With the collapse of yet another high-speed-rail megaproject, this time in California, and with pension and debt obligations in Connecticut stretching to the horizon, no one could blame the public or state legislators for doubting Gov. Ned Lamont’s announced goal, dubbed 30-30-30, of 30-minute travel times by rail between paired cities: Hartford and New Haven, New Haven and Stamford, Stamford and New York City.
But if we are to believe a concise new study by Alon Levy, a well-regarded transportation writer and analyst, the usual planning bugbears of insufficient budgets and so-called NIMBY (Not In My Back Yard) won’t be to blame if implementation of the governor’s idea -– there isn’t yet enough available detail to call it a plan -– falls short this time. Levy’s work, sponsored by the preservation-minded nonprofit SECoast, is the second of two collaborations on issues of transportation in Connecticut.

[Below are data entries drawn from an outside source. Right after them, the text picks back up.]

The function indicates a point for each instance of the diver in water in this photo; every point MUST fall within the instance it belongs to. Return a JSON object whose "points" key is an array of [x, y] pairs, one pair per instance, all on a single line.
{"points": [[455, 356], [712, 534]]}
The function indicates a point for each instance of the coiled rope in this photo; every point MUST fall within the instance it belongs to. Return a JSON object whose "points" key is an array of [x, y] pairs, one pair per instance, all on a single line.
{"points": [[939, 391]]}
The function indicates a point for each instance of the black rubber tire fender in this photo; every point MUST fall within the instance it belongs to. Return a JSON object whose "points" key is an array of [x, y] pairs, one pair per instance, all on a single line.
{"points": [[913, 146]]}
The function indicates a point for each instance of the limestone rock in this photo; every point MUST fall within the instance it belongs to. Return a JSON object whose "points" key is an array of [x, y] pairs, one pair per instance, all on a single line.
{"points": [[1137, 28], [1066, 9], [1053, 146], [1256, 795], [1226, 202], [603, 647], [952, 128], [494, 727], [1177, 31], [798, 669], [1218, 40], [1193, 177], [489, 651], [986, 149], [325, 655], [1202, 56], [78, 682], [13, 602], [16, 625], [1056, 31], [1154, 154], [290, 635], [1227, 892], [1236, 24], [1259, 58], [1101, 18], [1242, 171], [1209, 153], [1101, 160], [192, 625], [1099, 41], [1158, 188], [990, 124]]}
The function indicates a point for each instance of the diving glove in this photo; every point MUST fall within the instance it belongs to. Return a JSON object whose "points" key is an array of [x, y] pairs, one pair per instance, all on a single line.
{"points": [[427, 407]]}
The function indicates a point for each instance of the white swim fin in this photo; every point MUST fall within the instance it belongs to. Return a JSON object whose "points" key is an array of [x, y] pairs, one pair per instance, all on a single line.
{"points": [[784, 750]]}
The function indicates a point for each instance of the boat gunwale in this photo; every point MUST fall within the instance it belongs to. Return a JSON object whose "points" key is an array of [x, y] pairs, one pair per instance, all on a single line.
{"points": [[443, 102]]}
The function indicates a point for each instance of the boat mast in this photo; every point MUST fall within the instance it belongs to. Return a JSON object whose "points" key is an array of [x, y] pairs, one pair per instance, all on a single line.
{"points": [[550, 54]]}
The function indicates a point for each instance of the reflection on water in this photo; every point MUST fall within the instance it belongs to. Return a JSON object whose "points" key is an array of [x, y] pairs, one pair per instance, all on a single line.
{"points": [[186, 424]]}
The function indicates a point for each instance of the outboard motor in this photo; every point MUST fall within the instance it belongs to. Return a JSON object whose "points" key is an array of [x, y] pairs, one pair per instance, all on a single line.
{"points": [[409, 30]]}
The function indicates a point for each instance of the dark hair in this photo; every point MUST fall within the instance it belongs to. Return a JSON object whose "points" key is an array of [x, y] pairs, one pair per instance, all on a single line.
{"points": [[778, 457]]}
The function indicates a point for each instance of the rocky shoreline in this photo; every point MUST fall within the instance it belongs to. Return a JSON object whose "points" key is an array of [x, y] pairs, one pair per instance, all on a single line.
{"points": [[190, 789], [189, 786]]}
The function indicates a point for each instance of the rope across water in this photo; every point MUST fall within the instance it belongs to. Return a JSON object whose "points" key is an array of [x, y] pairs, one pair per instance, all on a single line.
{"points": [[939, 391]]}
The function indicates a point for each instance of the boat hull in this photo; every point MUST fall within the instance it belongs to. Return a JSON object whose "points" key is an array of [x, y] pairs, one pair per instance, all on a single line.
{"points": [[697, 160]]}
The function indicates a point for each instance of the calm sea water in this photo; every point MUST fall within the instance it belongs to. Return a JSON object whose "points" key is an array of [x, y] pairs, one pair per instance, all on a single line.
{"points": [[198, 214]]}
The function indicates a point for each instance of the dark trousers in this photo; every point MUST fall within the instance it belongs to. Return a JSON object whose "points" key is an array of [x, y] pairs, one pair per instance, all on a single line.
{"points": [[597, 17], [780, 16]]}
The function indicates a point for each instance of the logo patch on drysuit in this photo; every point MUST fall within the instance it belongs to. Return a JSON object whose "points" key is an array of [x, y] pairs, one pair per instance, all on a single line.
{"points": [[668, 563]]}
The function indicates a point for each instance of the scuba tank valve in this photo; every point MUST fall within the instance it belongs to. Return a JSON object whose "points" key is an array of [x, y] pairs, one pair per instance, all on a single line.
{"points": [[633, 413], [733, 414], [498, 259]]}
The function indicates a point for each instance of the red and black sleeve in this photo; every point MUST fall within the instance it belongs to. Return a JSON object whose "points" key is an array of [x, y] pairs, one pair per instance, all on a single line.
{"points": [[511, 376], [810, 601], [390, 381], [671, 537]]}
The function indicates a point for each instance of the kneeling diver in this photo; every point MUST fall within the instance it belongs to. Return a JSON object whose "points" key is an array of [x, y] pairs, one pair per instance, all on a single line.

By Levy’s calculations, 30-minute travel times can be accomplished for hundreds of millions, not billions, of dollars above the programmed cost of planned upgrades to moveable bridges along the Northeast Corridor; without the vast expense and inevitable public outcry of constructing new rail corridors; without straightening curves or constructing tunnels or aerial structures. It’s a goal that can be accomplished -– give or take a minute or two -– while still relying on M8 Metro-North railcars introduced in 2011.